22 October 2020

Plot thickens over origins of pope’s civil union endorsement

22 October 2020

Questions swirled on Thursday about the origins of Pope Francis’ bombshell comments endorsing same-sex civil unions, with all evidence suggesting he made them in a 2019 interview that was never broadcast in its entirety.

The Vatican refused to comment on whether it cut the remarks from its own broadcast or if the Mexican broadcaster that conducted the interview did.

And it did not respond to questions about why it allowed the comments to be aired now in the documentary Francesco, which premiered on Wednesday.

In the movie, which was shown at the Rome Film Festival, Francis said gay people have the right to be in a family since they are “children of God”.

“You can’t kick someone out of a family, nor make their life miserable for this,” the pope said. “What we have to have is a civil union law; that way they are legally covered.”

Those comments caused a firestorm, thrilling progressives and alarming conservatives, given official Vatican teaching prohibits any such endorsement of homosexual unions.

A couple outside St Peter’s Square at the Vatican during a 2008 candle-lit demonstration for gay rights (AP)

While serving as archbishop of Buenos Aires, Francis endorsed civil unions for gay couples as an alternative to same-sex marriages. However, he had never come out publicly in favour of legal protections for civil unions as pope.
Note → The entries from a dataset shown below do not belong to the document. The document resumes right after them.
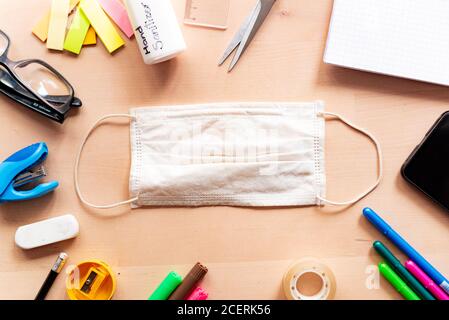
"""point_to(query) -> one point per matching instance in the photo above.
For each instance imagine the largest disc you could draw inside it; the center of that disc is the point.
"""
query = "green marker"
(165, 289)
(394, 263)
(397, 282)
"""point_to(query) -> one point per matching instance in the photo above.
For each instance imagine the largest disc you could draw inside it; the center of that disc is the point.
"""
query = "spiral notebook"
(404, 38)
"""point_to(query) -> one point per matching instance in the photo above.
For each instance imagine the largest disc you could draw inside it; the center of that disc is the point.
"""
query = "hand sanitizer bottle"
(156, 29)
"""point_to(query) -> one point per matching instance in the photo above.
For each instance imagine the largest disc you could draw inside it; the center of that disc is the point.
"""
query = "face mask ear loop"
(77, 162)
(379, 163)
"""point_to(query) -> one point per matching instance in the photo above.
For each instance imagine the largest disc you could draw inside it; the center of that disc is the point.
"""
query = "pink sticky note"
(116, 10)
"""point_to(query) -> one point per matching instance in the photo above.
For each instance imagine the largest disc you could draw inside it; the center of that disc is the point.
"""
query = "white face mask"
(251, 154)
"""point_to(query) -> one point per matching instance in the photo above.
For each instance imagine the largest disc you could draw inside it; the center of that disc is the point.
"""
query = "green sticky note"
(77, 32)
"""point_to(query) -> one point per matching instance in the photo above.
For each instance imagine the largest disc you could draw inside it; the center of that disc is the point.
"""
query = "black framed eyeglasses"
(35, 84)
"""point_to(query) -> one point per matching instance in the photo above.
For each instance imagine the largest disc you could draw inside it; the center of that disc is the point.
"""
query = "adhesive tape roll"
(312, 267)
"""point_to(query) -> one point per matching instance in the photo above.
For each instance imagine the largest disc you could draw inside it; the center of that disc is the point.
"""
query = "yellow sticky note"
(102, 25)
(91, 37)
(40, 30)
(77, 33)
(58, 24)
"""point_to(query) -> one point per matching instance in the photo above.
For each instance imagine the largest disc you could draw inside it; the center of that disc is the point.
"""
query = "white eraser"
(47, 231)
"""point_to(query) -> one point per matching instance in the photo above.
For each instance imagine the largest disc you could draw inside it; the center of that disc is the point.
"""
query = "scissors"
(247, 31)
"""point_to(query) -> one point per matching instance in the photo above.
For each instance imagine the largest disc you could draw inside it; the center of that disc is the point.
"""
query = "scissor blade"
(238, 36)
(261, 11)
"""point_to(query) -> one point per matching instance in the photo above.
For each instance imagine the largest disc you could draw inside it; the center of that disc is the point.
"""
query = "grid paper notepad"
(405, 38)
One of Francis’ top communications advisers, the Rev Antonio Spadaro, insisted the pope’s comments were old news, saying they were made during a May 2019 interview with Mexican broadcaster Televisa.

“There’s nothing new because it’s a part of that interview,” the Rev Spadaro told the Associated Press after the premiere. “It seems strange that you don’t remember.”
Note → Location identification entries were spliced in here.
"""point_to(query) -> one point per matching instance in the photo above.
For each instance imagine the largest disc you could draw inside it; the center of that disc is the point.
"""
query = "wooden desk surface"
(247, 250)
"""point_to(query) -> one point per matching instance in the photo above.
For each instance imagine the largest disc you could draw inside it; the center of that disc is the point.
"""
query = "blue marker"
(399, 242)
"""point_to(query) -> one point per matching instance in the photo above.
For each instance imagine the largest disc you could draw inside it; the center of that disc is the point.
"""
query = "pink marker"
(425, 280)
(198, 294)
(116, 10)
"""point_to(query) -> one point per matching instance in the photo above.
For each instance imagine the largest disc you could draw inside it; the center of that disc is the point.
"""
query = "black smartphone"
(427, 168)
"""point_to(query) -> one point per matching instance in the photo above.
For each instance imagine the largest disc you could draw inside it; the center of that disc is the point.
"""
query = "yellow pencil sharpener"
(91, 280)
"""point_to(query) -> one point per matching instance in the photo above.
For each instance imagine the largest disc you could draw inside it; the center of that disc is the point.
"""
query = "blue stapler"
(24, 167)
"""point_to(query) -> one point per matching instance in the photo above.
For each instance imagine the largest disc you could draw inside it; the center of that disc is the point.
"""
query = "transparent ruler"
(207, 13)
But Televisa did not air those comments when it broadcast the interview – nor did the Vatican when it put out its recordings of it. The broadcaster has not commented on the intrigue.

The Vatican frequently edits the pope in official transcripts and videos, especially when he speaks on sensitive issues. Yet another version of the footage was apparently available in the Vatican archives, which were opened to filmmaker Evgeny Afineevsky.

Televisa has not confirmed that the comments were made during its interview, but the scene of the documentary is identical to the Televisa interview, including the yellow background, a chair in the corner and slightly off-centre placement of the chain of Francis’ pectoral cross.

The official 2019 Vatican News transcript of that interview, as well as the official Vatican edit, contains no such comment on the need for legal protections for civil unions. The official edit does include his comments on the need for gay people to feel they are part of a family, as he has said previously.

Further muddying the waters is the fact that Afineevsky, when pressed by reporters, said the pope made the comments to him directly, through a translator, but declined to say when.

When AP interviewed Afineevsky on October 14, the director was asked if he realised at the time that Francis’ comments were going to grab headlines.

Director Evgeny Afineevsky is awarded with the Kineo Movie for Humanity award at the Vatican (AP)

Afineevsky dodged the question about the origin of the quote and seemed to not appreciate its significance. But he said that he hoped journalists would take more away from the film.

“If journalists will be focusing on this movie only on that, then it will be a pity,” he said. “But I think that’s one of the issues that our world needs to understand, that we’re all equal.”

The head of the Vatican communications branch, Paolo Ruffini, refused to speak to reporters who attended an award ceremony Thursday in the Vatican gardens for Afineevsky, and the director himself kept his distance.

The Catholic Church teaches that gay people must be treated with dignity and respect but that homosexual acts are “intrinsically disordered”. A 2003 document from the Vatican’s doctrine office stated the church’s respect for gay people “cannot lead in any way to approval of homosexual behaviour or to legal recognition of homosexual unions”.

Doing so, the Vatican reasoned, would not only condone “deviant behaviour,” but create an equivalence to marriage, which the church holds is an indissoluble union between man and woman.

That document was signed by the then-prefect of the office, Cardinal Joseph Ratzinger, the future Pope Benedict XVI and Francis’ predecessor.

Afineevsky, who is gay, had expressed surprise after the premiere that the pope’s comments had created such a stir, saying Francis was not trying to change doctrine but was merely expressing his belief gay people should enjoy the same rights as heterosexuals.